PLACERVILLE (CBS13) — Emily O'Meara hasn't had her foot for eight months now. She's learning to adapt, just like many victims from the Boston Marathon Bombings will do. But she really takes it one day at a time.

"It's a new normal," she said.

Emily lost her foot in a boating accident at Sly Park on Jenkins Lake in August. A tow rope wrapped around her ankle, pulling her from the boat.

The doctor told her he couldn't reattach her foot.

"Are you kidding me? I'm not going to have a foot? And of course that flashes through your mind: How am I supposed to walk?"

So when she saw images from the Boston Bombings, she knew the road to recovery would be difficult for the victims.

"It doesn't matter if it's a freak accident or a terrorist attack or diabetes. When you lose a limb, you lose a part of you. You lose that part of your life that you once had that you're not going to have anymore."

And she says the spectators who lost limbs will struggle most with pushing forward and accepting what's happened.

"Some amputees want to give up and they don't want to work. They don't see a future. They don't see this as something they can live with."

But Emily says there's life after amputation. She's found a way to enjoy the little things, like throwing a frisbee around with the kids. Still, she knows the battle ahead for the victims of the Boston bombings is different and in some ways more difficult than hers.

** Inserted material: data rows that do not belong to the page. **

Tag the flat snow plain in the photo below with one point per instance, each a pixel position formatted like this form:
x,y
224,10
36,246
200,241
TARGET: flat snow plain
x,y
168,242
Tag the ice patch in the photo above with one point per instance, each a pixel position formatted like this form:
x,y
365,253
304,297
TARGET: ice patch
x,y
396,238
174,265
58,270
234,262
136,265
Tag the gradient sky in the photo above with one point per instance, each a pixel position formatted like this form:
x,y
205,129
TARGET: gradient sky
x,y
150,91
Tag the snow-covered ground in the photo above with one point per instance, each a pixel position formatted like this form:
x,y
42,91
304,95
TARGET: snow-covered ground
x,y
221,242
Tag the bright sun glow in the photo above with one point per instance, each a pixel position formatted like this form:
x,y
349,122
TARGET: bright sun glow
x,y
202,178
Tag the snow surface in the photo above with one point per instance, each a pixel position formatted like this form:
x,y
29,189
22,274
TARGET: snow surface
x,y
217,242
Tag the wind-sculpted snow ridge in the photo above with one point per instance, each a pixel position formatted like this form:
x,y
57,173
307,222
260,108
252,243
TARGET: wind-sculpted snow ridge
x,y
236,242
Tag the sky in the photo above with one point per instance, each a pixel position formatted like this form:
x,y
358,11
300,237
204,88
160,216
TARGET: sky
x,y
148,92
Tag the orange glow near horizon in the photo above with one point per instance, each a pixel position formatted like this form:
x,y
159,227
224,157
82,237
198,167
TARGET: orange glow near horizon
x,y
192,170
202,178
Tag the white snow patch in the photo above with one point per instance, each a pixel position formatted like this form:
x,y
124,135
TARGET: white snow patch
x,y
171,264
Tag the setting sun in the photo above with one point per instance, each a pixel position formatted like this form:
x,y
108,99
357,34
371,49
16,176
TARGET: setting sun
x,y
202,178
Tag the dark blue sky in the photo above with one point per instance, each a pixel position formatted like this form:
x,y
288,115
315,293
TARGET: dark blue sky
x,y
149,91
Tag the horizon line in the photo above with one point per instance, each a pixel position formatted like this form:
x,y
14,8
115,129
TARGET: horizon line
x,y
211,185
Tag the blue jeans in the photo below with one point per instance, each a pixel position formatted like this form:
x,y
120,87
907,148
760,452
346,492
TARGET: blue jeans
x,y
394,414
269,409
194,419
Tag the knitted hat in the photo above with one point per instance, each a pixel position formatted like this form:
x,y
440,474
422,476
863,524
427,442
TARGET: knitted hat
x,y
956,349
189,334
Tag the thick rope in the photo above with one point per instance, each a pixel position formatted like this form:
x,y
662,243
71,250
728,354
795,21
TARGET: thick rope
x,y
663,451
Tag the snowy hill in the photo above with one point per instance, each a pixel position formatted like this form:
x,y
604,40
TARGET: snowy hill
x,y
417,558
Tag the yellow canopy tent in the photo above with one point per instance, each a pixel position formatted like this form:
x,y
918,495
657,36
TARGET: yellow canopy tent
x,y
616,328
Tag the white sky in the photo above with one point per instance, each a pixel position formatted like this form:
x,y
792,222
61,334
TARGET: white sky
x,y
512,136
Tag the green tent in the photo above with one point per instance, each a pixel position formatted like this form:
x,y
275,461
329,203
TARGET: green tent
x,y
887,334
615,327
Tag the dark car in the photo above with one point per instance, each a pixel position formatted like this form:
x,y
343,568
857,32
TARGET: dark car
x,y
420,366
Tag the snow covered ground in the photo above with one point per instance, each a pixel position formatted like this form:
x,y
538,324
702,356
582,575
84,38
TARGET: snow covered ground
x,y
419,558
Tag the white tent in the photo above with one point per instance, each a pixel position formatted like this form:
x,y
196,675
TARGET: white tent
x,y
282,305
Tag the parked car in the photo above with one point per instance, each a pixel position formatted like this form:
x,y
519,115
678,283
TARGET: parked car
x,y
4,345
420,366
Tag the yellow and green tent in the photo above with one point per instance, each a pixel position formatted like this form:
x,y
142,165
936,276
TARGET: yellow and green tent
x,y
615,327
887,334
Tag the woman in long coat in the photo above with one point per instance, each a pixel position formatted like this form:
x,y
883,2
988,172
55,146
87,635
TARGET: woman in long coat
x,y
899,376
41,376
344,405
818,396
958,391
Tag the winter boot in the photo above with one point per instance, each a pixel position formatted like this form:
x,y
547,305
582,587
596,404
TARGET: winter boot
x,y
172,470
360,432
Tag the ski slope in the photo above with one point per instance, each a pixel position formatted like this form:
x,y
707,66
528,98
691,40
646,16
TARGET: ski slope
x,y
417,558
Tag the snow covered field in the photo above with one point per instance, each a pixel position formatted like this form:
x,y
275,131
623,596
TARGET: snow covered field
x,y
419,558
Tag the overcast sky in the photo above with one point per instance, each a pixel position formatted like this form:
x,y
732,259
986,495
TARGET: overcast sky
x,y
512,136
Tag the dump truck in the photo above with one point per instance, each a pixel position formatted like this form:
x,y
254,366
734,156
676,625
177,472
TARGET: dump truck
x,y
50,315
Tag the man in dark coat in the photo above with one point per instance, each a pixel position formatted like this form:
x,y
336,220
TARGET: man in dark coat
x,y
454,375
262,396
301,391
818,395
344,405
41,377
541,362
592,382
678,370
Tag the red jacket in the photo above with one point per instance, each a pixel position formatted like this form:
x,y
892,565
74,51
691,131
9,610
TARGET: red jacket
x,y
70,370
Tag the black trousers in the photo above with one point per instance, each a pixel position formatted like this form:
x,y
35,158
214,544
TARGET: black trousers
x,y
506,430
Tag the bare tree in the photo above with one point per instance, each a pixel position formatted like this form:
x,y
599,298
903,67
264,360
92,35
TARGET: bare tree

"To lose a limb from a terrorist attack, I would think that the anger part of the whole process of grieving would probably be a lot longer for them, a lot more emotional for them, because it's a terrorist attack.

Now Emily has gone back to work as a waitress, of all things. She says it's tough, but she wasn't about to give up. And she thinks many who were hurt during the marathon will have the same fight.